He continued to press his face to hers. "You are mine--mine again
now."

She gently owned that she supposed she was. "I heard what you
said when you thought I was injured," she went on, shyly, "and I
know that a man who could suffer as you were suffering must have a
tender regard for me. But how does this awful thing come here?"

"I suppose it has something to do with poachers." Fitzpiers was
still so shaken by the sense of her danger that he was obliged to
sit awhile, and it was not until Grace said, "If I could only get
my skirt out nobody would know anything about it," that he
bestirred himself.

By their united efforts, each standing on one of the springs of
the trap, they pressed them down sufficiently to insert across the
jaws a billet which they dragged from a faggot near at hand; and
it was then possible to extract the silk mouthful from the
monster's bite, creased and pierced with many holes, but not torn.
Fitzpiers assisted her to put it on again; and when her customary
contours were thus restored they walked on together, Grace taking
his arm, till he effected an improvement by clasping it round her
waist.

The ice having been broken in this unexpected manner, she made no
further attempt at reserve. "I would ask you to come into the
house," she said, "but my meetings with you have been kept secret
from my father, and I should like to prepare him."

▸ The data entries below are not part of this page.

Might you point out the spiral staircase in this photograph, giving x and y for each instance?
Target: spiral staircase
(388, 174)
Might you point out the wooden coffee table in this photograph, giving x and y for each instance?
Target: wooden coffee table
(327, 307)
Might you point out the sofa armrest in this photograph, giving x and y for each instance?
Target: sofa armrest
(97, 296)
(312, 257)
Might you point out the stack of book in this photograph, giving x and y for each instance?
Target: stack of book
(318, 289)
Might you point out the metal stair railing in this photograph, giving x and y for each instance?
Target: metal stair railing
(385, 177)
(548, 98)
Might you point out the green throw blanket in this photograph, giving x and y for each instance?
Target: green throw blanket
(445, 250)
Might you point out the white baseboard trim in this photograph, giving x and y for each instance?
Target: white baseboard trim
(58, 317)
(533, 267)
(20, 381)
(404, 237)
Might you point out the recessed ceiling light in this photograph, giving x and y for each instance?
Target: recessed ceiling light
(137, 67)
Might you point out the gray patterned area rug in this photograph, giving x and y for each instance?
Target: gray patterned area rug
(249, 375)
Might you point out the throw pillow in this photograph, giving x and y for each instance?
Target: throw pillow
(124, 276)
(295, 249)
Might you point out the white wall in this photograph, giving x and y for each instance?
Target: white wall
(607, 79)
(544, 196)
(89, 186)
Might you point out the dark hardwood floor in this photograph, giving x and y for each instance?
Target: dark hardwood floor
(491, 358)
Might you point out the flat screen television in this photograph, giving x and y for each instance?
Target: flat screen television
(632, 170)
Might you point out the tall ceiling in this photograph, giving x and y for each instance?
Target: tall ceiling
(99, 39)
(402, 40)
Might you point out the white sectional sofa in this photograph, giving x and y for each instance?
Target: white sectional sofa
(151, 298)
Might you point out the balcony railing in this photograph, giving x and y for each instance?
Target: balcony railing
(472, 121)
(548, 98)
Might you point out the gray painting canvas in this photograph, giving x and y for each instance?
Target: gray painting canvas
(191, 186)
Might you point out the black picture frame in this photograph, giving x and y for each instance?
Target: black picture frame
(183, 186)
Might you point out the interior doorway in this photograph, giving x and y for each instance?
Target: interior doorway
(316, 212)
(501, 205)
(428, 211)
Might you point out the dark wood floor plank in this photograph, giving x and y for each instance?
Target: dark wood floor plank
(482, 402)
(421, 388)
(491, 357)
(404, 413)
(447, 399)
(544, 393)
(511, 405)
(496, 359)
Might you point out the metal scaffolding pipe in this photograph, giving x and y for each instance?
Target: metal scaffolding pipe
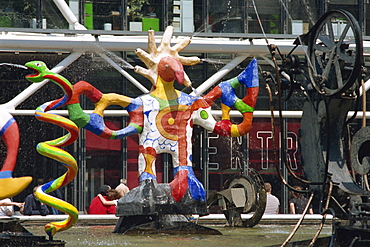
(36, 86)
(68, 15)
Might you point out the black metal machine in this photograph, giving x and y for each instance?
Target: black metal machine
(335, 163)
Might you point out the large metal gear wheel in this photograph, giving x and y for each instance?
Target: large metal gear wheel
(335, 52)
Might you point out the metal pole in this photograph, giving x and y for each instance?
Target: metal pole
(39, 14)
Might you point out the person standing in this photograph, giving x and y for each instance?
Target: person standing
(32, 206)
(97, 206)
(272, 202)
(6, 207)
(122, 187)
(298, 202)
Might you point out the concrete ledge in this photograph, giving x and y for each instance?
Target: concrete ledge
(212, 219)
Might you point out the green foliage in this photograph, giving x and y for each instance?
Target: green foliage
(135, 10)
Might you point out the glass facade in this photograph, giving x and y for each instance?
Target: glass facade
(103, 161)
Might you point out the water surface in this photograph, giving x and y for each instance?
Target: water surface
(260, 235)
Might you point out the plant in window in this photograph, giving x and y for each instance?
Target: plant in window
(135, 9)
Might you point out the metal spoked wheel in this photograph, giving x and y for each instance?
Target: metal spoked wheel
(255, 199)
(335, 52)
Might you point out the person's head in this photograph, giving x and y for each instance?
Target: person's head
(40, 181)
(113, 194)
(268, 187)
(103, 189)
(296, 194)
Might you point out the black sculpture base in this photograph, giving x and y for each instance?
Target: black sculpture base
(161, 224)
(14, 234)
(151, 198)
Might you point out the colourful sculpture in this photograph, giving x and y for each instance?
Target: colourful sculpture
(9, 132)
(52, 148)
(164, 120)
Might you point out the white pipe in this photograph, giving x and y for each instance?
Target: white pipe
(36, 86)
(68, 15)
(219, 74)
(124, 73)
(216, 113)
(55, 43)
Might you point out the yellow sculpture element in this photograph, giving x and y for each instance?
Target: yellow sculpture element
(152, 59)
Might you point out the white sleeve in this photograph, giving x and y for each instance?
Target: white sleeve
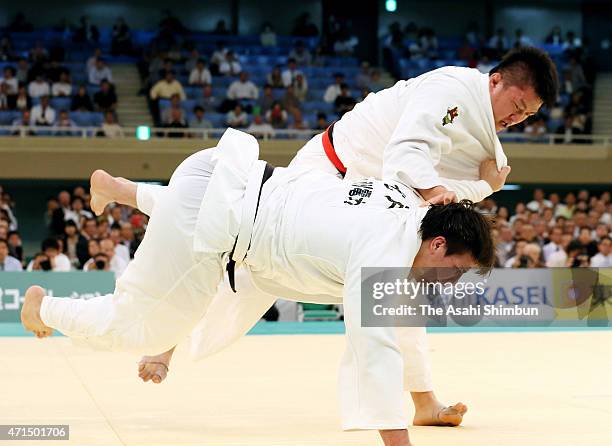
(371, 371)
(420, 139)
(231, 91)
(474, 190)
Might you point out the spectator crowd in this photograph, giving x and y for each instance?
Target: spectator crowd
(548, 231)
(74, 238)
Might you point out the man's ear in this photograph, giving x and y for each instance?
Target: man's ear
(436, 244)
(495, 79)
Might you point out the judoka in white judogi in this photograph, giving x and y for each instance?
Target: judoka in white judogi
(196, 221)
(434, 129)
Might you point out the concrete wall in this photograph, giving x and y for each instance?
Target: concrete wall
(145, 14)
(72, 158)
(450, 18)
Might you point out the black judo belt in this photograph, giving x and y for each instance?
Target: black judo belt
(231, 264)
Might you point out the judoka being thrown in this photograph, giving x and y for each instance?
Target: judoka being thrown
(224, 204)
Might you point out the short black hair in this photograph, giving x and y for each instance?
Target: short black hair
(465, 230)
(50, 243)
(531, 66)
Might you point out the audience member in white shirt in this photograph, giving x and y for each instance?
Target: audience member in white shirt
(539, 202)
(555, 243)
(260, 129)
(59, 262)
(91, 62)
(290, 73)
(63, 86)
(603, 259)
(200, 75)
(230, 65)
(237, 117)
(100, 72)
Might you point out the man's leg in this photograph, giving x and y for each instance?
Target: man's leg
(165, 290)
(418, 381)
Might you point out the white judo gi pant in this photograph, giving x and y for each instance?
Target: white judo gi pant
(166, 289)
(412, 340)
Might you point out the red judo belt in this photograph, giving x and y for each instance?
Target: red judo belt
(328, 146)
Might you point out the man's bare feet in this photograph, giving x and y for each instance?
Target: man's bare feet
(155, 368)
(440, 415)
(102, 186)
(30, 313)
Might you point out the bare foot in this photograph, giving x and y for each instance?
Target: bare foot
(30, 313)
(102, 185)
(155, 368)
(440, 415)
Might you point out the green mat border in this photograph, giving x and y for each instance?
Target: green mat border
(14, 329)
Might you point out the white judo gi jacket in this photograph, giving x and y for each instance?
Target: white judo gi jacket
(296, 253)
(434, 129)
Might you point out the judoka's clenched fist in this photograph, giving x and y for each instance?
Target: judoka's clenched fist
(437, 195)
(495, 178)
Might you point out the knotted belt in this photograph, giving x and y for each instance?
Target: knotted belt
(328, 146)
(249, 213)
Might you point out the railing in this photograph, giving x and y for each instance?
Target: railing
(215, 133)
(148, 133)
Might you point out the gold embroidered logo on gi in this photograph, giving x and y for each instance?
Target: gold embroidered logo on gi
(451, 114)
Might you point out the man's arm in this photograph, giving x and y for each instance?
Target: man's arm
(423, 137)
(371, 372)
(491, 180)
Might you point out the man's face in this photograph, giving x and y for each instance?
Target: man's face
(91, 228)
(93, 248)
(433, 254)
(3, 251)
(585, 236)
(511, 104)
(107, 247)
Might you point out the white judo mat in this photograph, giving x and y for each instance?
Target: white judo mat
(527, 389)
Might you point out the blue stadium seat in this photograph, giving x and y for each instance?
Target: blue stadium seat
(216, 119)
(82, 119)
(8, 116)
(61, 103)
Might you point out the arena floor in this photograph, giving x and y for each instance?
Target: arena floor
(536, 388)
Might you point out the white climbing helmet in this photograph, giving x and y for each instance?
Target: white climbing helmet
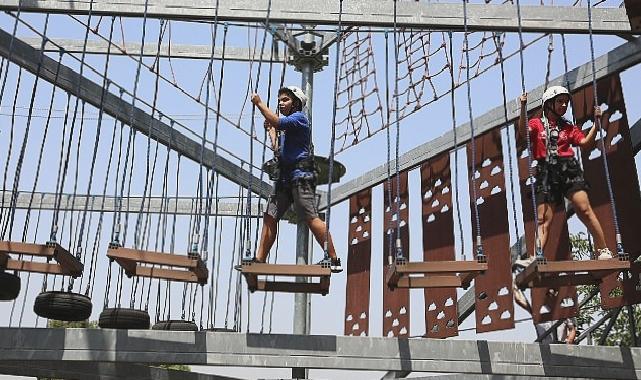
(298, 93)
(553, 92)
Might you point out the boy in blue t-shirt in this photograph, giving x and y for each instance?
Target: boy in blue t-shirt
(297, 181)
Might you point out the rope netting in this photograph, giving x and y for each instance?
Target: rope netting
(424, 67)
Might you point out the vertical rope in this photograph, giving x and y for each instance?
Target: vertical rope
(388, 179)
(479, 242)
(538, 249)
(397, 122)
(509, 145)
(330, 171)
(606, 169)
(247, 250)
(456, 145)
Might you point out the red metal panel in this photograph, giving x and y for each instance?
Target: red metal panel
(548, 304)
(633, 9)
(441, 317)
(494, 299)
(624, 178)
(396, 303)
(359, 258)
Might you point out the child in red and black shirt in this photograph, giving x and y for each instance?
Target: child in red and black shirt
(558, 173)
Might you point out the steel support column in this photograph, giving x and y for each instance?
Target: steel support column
(324, 352)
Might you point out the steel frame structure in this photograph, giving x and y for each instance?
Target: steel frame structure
(348, 353)
(619, 59)
(166, 51)
(80, 347)
(421, 15)
(99, 203)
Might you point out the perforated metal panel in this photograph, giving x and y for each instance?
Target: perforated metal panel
(396, 304)
(494, 299)
(441, 318)
(625, 183)
(359, 258)
(547, 303)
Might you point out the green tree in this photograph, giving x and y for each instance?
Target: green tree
(591, 312)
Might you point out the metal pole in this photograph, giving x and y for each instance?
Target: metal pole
(302, 301)
(633, 325)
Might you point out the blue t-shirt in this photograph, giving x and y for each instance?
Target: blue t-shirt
(294, 144)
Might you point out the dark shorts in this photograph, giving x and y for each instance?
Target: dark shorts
(557, 181)
(302, 193)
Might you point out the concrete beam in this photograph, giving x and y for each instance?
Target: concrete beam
(99, 371)
(422, 15)
(313, 351)
(97, 203)
(150, 50)
(27, 57)
(617, 60)
(635, 136)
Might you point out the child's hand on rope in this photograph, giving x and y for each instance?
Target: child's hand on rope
(523, 98)
(255, 99)
(597, 111)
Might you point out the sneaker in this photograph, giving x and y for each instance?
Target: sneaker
(335, 265)
(524, 262)
(239, 267)
(603, 254)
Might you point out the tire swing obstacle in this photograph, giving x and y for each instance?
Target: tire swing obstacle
(58, 260)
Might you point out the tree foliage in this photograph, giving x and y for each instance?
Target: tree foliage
(591, 312)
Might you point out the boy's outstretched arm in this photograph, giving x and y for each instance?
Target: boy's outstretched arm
(268, 114)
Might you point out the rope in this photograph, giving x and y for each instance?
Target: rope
(54, 223)
(16, 178)
(330, 171)
(247, 251)
(456, 147)
(538, 249)
(137, 234)
(399, 247)
(233, 259)
(210, 67)
(388, 180)
(477, 218)
(606, 169)
(105, 87)
(509, 146)
(214, 285)
(6, 168)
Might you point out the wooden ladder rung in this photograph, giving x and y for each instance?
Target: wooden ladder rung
(251, 271)
(569, 272)
(435, 274)
(150, 264)
(290, 270)
(66, 263)
(321, 287)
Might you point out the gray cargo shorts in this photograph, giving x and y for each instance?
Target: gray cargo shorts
(302, 193)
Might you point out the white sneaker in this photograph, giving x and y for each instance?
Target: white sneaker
(524, 262)
(603, 254)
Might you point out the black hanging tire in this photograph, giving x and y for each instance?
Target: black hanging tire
(124, 318)
(63, 306)
(9, 286)
(176, 325)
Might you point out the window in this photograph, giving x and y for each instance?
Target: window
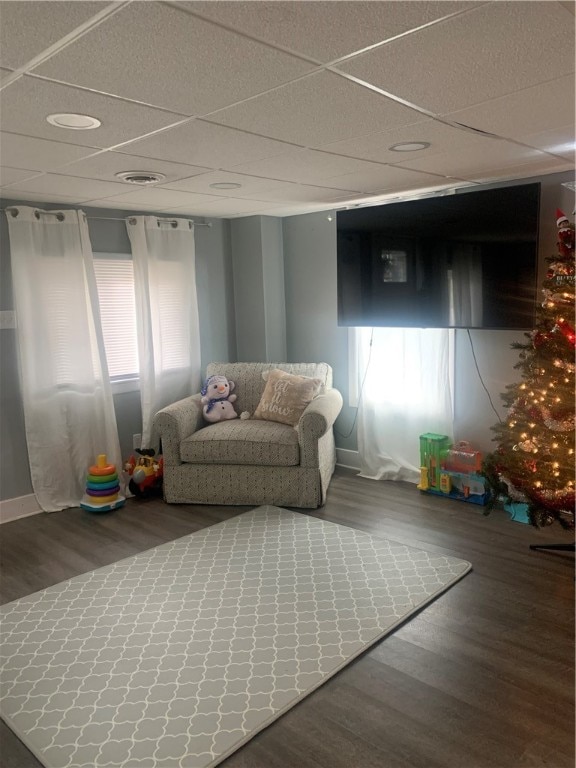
(115, 281)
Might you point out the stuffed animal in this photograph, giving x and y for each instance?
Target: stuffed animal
(217, 399)
(221, 410)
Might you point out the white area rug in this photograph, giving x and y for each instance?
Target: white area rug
(177, 656)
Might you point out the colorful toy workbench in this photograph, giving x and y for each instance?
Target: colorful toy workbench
(451, 470)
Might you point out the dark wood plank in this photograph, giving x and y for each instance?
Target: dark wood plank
(483, 677)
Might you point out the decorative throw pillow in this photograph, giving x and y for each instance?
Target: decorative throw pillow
(286, 396)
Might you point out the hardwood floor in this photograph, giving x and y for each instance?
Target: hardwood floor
(483, 677)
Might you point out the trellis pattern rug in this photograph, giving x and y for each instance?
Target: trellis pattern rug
(176, 657)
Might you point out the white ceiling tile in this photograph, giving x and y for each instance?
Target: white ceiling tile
(200, 143)
(487, 52)
(38, 154)
(303, 193)
(316, 110)
(304, 166)
(558, 141)
(376, 146)
(537, 167)
(381, 179)
(71, 186)
(161, 198)
(227, 207)
(201, 184)
(186, 65)
(295, 209)
(105, 165)
(515, 115)
(467, 163)
(13, 175)
(4, 73)
(28, 28)
(324, 30)
(26, 103)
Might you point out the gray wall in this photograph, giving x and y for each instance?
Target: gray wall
(217, 333)
(313, 333)
(267, 291)
(258, 266)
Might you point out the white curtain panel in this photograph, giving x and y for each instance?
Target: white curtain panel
(67, 400)
(405, 389)
(166, 314)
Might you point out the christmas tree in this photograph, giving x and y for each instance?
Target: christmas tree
(534, 461)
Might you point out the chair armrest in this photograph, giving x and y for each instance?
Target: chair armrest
(176, 422)
(316, 421)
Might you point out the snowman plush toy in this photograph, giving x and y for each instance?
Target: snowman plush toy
(217, 399)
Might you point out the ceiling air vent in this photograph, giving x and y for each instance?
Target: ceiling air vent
(142, 178)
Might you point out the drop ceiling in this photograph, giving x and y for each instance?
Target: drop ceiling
(296, 102)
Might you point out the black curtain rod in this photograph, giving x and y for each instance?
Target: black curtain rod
(117, 218)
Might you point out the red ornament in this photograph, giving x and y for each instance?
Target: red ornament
(567, 331)
(539, 338)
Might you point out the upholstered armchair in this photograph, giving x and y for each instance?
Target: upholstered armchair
(250, 461)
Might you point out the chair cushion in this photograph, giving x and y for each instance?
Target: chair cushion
(250, 384)
(286, 396)
(237, 441)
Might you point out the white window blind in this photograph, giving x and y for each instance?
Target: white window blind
(115, 281)
(172, 292)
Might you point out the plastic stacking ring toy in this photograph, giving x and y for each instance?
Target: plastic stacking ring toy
(104, 499)
(104, 488)
(103, 492)
(107, 469)
(102, 478)
(101, 468)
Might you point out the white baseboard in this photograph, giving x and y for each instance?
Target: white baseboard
(347, 458)
(22, 506)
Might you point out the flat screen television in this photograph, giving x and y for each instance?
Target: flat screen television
(466, 260)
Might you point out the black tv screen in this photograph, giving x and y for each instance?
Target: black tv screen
(466, 260)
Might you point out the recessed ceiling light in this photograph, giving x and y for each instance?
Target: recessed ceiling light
(225, 185)
(141, 178)
(409, 146)
(74, 122)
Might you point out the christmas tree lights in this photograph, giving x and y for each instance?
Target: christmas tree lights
(534, 460)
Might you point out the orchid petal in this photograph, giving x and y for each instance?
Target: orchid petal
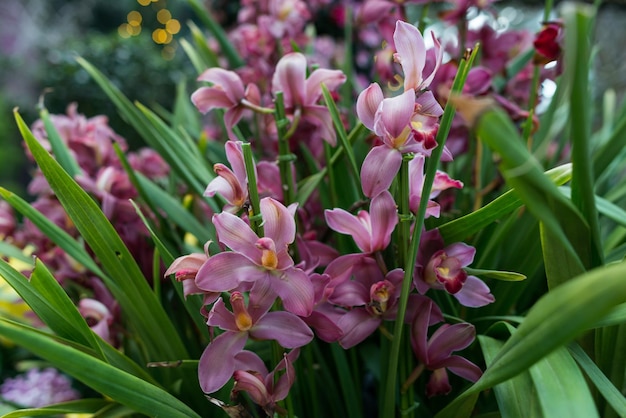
(227, 81)
(217, 363)
(463, 368)
(384, 216)
(357, 325)
(278, 223)
(233, 232)
(224, 271)
(474, 293)
(411, 53)
(284, 327)
(206, 99)
(331, 78)
(289, 78)
(356, 226)
(394, 114)
(367, 104)
(379, 169)
(295, 289)
(220, 316)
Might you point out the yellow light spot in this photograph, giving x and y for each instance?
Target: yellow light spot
(172, 26)
(163, 16)
(123, 30)
(134, 18)
(160, 36)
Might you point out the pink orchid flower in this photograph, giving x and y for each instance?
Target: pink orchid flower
(411, 54)
(227, 92)
(255, 259)
(218, 361)
(440, 267)
(416, 183)
(371, 230)
(301, 94)
(436, 353)
(261, 386)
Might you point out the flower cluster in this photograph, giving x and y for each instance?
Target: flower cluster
(276, 280)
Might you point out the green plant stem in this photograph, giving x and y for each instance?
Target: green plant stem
(285, 157)
(254, 213)
(388, 406)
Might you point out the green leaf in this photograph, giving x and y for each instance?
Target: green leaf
(507, 276)
(83, 406)
(561, 387)
(125, 279)
(612, 395)
(110, 381)
(461, 228)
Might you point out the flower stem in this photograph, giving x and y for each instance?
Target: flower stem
(285, 157)
(254, 213)
(388, 406)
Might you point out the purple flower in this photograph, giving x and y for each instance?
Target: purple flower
(436, 353)
(440, 267)
(371, 230)
(301, 94)
(255, 259)
(37, 388)
(218, 362)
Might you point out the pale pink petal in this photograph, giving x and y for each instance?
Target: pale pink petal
(225, 80)
(438, 59)
(217, 363)
(379, 169)
(367, 104)
(233, 232)
(411, 53)
(464, 368)
(356, 226)
(320, 116)
(220, 316)
(278, 223)
(208, 98)
(357, 325)
(461, 251)
(224, 271)
(474, 293)
(384, 218)
(284, 327)
(295, 289)
(290, 78)
(331, 78)
(394, 115)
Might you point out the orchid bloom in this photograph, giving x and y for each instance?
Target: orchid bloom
(231, 184)
(261, 386)
(371, 230)
(442, 268)
(301, 94)
(227, 92)
(411, 54)
(218, 361)
(436, 353)
(255, 259)
(416, 183)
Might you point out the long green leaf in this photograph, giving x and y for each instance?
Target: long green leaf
(110, 381)
(555, 320)
(128, 284)
(466, 226)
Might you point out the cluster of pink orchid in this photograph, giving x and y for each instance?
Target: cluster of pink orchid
(255, 288)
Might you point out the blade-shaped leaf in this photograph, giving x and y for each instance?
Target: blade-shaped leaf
(110, 381)
(127, 282)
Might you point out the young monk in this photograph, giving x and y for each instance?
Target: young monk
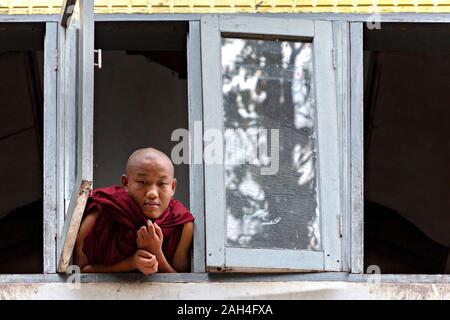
(137, 226)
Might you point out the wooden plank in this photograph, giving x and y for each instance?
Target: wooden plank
(72, 224)
(50, 151)
(66, 11)
(267, 26)
(213, 121)
(356, 145)
(328, 145)
(269, 260)
(196, 178)
(224, 277)
(341, 37)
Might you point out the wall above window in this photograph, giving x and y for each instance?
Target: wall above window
(231, 6)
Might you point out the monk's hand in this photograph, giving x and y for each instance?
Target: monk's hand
(145, 262)
(150, 238)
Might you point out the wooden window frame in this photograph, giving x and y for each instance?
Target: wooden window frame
(351, 131)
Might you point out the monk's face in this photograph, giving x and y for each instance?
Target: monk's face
(151, 185)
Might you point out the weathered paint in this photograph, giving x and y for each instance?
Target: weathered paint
(229, 6)
(217, 290)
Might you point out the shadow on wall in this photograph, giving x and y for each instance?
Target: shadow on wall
(398, 246)
(21, 241)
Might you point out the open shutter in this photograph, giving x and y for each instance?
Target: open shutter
(272, 193)
(75, 121)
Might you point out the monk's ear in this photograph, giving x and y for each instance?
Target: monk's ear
(174, 186)
(124, 181)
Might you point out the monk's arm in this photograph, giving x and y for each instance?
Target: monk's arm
(182, 259)
(141, 260)
(80, 258)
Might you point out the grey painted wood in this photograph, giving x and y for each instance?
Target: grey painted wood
(268, 25)
(274, 259)
(66, 10)
(213, 122)
(341, 37)
(29, 18)
(224, 278)
(357, 147)
(384, 17)
(61, 93)
(328, 145)
(148, 17)
(85, 95)
(196, 178)
(50, 150)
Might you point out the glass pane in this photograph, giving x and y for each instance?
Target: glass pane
(270, 147)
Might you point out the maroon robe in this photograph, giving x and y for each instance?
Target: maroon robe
(113, 236)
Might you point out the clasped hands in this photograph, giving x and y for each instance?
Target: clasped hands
(149, 241)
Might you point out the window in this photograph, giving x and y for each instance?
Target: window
(75, 127)
(406, 198)
(270, 81)
(21, 142)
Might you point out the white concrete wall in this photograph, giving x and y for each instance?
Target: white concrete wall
(217, 290)
(138, 103)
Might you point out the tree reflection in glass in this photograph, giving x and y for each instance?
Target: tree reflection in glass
(268, 84)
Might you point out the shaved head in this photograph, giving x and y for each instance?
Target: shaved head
(149, 156)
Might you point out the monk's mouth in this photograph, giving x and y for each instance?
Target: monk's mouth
(151, 205)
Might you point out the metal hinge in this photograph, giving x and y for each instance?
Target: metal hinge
(56, 65)
(333, 57)
(99, 58)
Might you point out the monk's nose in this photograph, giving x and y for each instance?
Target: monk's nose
(152, 193)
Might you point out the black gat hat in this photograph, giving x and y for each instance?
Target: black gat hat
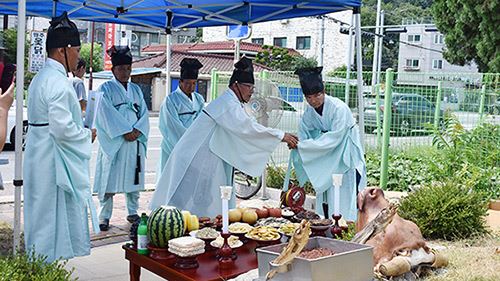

"Never mind, dearest. I could not very well have accepted the
invitation. I shall never live here again--as much for your sake
as for mine. I have news to tell you on this very point, but my
alarm had put it out of my head. I have bought a practice, or
rather a partnership, in the Midlands, and I must go there in a
week to take up permanent residence. My poor old great-aunt died
about eight months ago, and left me enough to do this. I have
taken a little furnished house for a time, till we can get one of
our own."

He described the place, and the surroundings, and the view from
the windows, and Grace became much interested. "But why are you
not there now?" she said.

"Because I cannot tear myself away from here till I have your
promise. Now, darling, you will accompany me there--will you not?
To-night has settled that."

Grace's tremblings had gone off, and she did not say nay. They
went on together.

The adventure, and the emotions consequent upon the reunion which
that event had forced on, combined to render Grace oblivious of
the direction of their desultory ramble, till she noticed they
were in an encircled glade in the densest part of the wood,
whereon the moon, that had imperceptibly added its rays to the
scene, shone almost vertically. It was an exceptionally soft,
balmy evening for the time of year, which was just that transient
period in the May month when beech-trees have suddenly unfolded
large limp young leaves of the softness of butterflies' wings.
Boughs bearing such leaves hung low around, and completely
enclosed them, so that it was as if they were in a great green
vase, which had moss for its bottom and leaf sides.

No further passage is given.